Re: entity linking vs classification

Maatari Daniel Okouya Thu, 25 Sep 2014 05:08:53 -0700

I’m ok with everything you said and appreciate you taking the time. I think you 
also properly capture my concern.

I think at this point, good examples of the different usage scenario would be 
very useful. 

I think so far there is 2 of them here: 

1.a- Using the result of the enhancer for semantic SEO. 

1.b - Using the result of the enhancer for semantic search from within your own 
custom semantic search solution i.e. your own triple store and the website that 
goes with it.

2 - Using the result of the enhancer for semantic search from within the 
Stanbol framework. 

I think if you could just explain how to use the result of the enhancer in 
these several case, it would make thins clear. 

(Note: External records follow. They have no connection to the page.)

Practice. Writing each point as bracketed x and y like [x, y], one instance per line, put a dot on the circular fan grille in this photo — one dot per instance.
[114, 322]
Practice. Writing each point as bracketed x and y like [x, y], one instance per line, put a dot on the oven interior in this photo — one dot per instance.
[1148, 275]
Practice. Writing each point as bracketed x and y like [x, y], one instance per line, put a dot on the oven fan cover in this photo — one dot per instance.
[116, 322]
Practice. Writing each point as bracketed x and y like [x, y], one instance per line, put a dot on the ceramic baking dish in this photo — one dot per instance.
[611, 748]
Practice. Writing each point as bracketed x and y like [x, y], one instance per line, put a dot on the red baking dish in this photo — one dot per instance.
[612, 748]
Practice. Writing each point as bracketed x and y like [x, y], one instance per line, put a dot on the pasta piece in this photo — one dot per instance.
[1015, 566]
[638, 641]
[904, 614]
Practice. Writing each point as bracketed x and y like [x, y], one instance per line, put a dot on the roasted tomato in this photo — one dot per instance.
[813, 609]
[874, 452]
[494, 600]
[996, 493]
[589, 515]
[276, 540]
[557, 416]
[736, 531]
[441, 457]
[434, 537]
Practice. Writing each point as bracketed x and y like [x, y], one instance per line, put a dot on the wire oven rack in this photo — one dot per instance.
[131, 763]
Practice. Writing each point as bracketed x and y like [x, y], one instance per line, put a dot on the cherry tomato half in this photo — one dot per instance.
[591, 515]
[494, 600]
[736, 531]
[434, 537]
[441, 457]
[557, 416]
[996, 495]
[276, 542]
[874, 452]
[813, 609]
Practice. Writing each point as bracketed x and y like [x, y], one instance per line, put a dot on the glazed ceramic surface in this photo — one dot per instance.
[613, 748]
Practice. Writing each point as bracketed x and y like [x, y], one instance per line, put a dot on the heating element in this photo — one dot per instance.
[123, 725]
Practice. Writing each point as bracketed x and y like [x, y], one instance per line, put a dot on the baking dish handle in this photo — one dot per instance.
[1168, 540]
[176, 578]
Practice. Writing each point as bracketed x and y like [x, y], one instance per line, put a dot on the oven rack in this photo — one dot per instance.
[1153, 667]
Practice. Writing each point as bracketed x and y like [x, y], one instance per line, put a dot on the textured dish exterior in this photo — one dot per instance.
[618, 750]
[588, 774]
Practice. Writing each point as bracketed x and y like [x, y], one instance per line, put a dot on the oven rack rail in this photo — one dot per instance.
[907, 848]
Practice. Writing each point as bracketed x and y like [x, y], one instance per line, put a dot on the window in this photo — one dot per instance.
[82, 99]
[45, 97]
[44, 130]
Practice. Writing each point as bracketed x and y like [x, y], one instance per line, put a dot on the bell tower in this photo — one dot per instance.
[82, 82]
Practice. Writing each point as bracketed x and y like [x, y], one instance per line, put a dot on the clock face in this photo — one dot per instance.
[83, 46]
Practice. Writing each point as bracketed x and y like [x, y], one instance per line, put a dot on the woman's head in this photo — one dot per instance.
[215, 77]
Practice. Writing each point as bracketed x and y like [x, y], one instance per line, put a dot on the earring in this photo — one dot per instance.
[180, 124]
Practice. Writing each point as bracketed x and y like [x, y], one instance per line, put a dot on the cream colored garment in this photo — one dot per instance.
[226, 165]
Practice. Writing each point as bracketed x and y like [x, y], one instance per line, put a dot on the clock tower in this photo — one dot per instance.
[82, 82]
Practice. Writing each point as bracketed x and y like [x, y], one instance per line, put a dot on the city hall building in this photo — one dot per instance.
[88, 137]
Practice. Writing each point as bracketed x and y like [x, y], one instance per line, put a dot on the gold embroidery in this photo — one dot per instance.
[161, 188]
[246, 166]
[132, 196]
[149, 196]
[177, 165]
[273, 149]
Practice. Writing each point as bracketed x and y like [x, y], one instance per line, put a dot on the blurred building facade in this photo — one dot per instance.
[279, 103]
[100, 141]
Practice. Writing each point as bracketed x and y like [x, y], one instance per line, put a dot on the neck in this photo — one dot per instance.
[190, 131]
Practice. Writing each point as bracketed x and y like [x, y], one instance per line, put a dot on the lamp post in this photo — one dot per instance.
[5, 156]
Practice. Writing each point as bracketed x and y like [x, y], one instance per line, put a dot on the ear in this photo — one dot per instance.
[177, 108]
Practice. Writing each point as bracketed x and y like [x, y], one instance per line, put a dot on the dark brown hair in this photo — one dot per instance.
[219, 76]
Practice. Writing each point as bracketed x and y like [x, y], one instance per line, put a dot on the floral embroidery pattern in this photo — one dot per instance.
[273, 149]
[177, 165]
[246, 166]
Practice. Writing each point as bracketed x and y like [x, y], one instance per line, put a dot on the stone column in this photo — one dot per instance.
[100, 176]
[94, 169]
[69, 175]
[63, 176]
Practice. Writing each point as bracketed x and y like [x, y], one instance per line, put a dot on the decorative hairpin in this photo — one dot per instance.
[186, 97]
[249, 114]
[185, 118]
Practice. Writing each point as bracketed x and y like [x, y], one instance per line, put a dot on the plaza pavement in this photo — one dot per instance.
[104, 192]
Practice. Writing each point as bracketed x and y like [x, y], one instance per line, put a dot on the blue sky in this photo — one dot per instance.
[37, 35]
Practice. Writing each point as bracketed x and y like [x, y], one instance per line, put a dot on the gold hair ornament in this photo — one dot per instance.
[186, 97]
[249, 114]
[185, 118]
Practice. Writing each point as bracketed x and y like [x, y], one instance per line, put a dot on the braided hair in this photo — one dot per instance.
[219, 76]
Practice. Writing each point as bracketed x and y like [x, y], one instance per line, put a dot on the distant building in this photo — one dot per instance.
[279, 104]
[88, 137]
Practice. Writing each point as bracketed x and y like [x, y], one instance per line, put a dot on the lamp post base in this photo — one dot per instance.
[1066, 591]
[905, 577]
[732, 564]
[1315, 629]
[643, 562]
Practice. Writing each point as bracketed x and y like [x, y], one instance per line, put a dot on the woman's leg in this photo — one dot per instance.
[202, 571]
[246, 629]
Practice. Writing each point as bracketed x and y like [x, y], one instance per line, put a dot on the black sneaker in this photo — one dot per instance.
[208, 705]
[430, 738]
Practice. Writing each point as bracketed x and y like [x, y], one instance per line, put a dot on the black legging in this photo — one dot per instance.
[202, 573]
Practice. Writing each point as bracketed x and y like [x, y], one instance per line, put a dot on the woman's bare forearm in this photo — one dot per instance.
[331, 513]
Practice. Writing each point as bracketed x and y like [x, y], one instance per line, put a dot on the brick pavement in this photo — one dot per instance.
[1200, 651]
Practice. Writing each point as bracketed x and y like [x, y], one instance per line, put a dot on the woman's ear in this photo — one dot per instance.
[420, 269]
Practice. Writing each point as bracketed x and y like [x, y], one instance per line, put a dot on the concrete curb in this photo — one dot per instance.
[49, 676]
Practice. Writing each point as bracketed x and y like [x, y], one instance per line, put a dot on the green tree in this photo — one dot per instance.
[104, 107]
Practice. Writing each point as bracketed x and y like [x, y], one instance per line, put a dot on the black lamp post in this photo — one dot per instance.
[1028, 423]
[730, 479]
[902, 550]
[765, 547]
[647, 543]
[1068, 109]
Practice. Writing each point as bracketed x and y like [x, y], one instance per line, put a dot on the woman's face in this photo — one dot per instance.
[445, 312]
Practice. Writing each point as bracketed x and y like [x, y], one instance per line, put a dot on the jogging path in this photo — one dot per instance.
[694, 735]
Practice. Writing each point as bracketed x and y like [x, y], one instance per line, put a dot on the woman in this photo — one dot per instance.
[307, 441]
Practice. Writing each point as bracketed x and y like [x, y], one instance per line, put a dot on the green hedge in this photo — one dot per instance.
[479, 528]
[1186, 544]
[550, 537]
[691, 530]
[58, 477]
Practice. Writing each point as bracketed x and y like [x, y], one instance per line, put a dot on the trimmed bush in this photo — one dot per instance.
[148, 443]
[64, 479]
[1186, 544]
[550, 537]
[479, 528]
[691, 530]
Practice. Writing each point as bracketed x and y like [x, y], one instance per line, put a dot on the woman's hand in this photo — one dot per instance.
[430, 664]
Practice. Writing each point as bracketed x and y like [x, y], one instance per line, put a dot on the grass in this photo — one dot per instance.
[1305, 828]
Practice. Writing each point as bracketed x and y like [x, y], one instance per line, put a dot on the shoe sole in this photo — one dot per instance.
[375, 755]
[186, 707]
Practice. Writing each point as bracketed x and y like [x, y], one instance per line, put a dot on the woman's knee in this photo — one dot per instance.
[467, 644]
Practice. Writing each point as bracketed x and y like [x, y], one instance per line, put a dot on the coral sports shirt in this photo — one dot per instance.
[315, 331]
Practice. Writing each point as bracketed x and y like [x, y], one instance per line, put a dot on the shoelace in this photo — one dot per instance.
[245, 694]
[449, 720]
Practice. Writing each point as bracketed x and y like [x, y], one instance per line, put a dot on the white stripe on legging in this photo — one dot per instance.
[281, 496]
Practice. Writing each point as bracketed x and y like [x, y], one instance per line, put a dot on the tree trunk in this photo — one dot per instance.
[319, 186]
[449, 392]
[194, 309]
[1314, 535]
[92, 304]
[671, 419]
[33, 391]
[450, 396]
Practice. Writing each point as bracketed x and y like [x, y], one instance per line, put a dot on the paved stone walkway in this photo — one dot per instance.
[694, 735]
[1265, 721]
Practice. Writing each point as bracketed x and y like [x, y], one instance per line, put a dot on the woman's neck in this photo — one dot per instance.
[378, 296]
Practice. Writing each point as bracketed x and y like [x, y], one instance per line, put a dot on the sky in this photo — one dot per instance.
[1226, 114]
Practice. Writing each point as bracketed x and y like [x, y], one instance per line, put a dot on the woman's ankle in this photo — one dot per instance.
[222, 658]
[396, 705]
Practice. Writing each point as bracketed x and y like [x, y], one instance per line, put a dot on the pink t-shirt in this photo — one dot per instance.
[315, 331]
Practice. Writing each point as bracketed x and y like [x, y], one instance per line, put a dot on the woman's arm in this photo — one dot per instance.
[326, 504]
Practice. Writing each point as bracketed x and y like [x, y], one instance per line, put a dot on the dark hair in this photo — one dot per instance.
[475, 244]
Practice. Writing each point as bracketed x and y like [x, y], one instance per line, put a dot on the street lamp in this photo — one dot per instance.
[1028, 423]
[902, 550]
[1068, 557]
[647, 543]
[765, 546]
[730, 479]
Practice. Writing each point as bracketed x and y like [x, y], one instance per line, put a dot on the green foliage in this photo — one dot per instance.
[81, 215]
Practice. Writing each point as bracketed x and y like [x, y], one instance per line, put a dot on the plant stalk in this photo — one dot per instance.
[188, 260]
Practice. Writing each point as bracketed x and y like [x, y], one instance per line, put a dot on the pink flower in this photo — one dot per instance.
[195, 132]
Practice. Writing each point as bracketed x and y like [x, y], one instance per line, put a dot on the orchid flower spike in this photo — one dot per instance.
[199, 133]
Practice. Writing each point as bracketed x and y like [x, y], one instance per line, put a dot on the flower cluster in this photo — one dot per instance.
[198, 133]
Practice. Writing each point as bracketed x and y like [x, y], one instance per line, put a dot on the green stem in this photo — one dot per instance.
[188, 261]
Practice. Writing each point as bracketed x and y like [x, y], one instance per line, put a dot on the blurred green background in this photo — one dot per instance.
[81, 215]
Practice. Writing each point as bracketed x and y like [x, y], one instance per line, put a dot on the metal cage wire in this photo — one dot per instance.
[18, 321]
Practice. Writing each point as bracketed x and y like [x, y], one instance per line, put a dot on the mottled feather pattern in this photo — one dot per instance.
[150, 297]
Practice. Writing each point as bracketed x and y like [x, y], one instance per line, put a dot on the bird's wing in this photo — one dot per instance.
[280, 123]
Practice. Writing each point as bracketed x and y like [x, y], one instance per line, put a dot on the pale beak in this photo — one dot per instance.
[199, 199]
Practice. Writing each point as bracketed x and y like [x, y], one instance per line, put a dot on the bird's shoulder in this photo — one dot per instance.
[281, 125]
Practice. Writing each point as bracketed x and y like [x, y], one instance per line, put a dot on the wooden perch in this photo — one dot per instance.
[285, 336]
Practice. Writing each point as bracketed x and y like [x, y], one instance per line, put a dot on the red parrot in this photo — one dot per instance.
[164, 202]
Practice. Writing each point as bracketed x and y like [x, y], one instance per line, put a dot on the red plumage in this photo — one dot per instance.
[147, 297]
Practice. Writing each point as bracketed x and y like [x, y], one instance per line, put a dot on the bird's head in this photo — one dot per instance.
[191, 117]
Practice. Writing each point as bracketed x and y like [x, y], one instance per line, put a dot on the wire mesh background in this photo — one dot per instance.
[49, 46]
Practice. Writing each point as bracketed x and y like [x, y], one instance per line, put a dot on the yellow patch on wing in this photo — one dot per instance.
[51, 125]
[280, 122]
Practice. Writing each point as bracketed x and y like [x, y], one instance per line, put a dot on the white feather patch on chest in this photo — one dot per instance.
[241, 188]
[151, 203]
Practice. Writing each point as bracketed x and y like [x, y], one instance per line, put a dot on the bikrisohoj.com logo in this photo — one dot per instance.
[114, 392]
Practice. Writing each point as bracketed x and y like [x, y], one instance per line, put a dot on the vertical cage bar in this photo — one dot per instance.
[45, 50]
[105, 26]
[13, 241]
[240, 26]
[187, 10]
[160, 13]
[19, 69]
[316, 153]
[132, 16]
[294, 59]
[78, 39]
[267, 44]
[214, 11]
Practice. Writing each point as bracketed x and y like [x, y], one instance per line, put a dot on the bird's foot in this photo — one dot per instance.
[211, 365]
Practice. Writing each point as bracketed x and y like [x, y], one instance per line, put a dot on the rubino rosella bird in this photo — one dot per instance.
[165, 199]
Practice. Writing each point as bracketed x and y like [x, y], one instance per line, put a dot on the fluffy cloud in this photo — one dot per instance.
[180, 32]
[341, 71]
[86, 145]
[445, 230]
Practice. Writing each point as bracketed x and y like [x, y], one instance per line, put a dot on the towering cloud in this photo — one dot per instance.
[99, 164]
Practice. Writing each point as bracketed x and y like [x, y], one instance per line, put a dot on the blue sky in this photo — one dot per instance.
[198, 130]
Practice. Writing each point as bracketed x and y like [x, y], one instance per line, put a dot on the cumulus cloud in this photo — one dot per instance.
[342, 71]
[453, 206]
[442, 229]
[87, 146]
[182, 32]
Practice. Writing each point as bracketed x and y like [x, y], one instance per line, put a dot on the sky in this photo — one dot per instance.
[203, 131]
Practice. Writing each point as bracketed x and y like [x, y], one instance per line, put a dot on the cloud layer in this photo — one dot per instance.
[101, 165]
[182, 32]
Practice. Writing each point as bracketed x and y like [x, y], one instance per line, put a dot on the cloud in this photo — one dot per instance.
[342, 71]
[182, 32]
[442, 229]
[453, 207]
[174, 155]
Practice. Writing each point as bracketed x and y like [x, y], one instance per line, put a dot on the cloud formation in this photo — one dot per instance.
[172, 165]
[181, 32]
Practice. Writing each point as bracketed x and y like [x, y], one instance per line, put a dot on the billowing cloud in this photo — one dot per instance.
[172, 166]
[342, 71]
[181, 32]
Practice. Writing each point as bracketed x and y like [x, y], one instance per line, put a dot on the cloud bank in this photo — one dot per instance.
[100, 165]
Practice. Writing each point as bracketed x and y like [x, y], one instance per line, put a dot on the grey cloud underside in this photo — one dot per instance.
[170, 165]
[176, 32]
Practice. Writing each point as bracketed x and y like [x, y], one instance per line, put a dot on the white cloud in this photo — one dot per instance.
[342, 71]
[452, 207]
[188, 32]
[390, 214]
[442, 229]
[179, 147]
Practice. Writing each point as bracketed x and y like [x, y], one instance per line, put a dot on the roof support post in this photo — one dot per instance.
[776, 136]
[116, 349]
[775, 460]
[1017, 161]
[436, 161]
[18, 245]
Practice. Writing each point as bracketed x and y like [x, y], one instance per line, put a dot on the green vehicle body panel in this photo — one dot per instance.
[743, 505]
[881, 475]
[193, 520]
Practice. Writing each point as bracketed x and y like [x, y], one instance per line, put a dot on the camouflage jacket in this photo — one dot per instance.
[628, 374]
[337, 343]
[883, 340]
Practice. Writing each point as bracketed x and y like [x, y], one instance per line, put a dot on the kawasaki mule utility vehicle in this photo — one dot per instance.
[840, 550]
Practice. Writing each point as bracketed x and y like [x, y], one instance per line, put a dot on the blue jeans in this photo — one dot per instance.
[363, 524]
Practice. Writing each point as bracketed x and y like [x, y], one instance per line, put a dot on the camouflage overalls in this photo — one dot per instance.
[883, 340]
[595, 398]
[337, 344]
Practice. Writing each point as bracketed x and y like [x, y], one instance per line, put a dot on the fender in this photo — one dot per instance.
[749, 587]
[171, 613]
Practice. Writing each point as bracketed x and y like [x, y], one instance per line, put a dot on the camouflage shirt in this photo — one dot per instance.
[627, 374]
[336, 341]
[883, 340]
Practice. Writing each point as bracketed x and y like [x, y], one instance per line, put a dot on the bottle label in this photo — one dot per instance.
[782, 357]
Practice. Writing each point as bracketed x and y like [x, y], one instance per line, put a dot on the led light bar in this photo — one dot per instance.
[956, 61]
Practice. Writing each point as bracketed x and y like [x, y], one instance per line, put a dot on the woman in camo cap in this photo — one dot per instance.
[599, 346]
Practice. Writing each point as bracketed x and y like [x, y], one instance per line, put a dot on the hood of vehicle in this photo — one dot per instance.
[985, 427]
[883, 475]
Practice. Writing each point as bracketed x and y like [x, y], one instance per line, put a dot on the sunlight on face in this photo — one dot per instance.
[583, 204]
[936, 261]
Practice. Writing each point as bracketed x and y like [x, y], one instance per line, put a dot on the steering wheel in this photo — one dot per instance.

What i guess so far is that in : 

1.a - You will need to construct your own triple out of the triple returned by 
the enhancer. In other words, building your own schema.org based description of 
the resource, by going trough all the triple return by the enhancer, carefully 
selecting those you think are relevant for your description.

1.b - This is where it is tricky. From what i understood in what you said, 
using let say Schema.org + FOAF + maybe your own domain ontology** (i.e. 
building the description with those as in 1.a) to then use it for semantic 
search might not be the best choice….   This leads and connect to my last point

2 - The question here is: Would you say that it is better and enough, to use 
the descriptions return by the enhancer as is, without transformation, to 
actually to perform semantic search on ? if no what information would you keep 
and in which form (which triple with which vocabulary(ies)) ?

That is pretty much the point i wanted to clarify. Brief concrete example of 
these scenario would really help. 

Actually this are the two use case that i have to deal with in my organization 
(non-profit). 

(i) On one side we want to increase our ability to disseminate publication 
(work material) to the outside world (Semantic SEO). We need on one side, some 
assistance in describing our content resources. This is where Stanbol would 
shine. 

(i)(1) Suggesting, topics to tag the content. Obviously this topic entities 
must either be directly entities taken from authority website such as DbPedia, 
NYTimes and etc… or or own, in the later case we will have to link them with 
owl:sameAS to external entities of our choices. Here i’m a bit uncertain as to 
when to use SKOS concept or real entities ? meaning knowledge graph vs 
taxonomy. We could have an internal knowledge graph that we link or the same 
with a taxonomy. A combination could be used as well, by separating the 
vocabulary and/properties that we would use for SKOS concept and real entities, 
and using foaf:focus to relate the entity and the concept.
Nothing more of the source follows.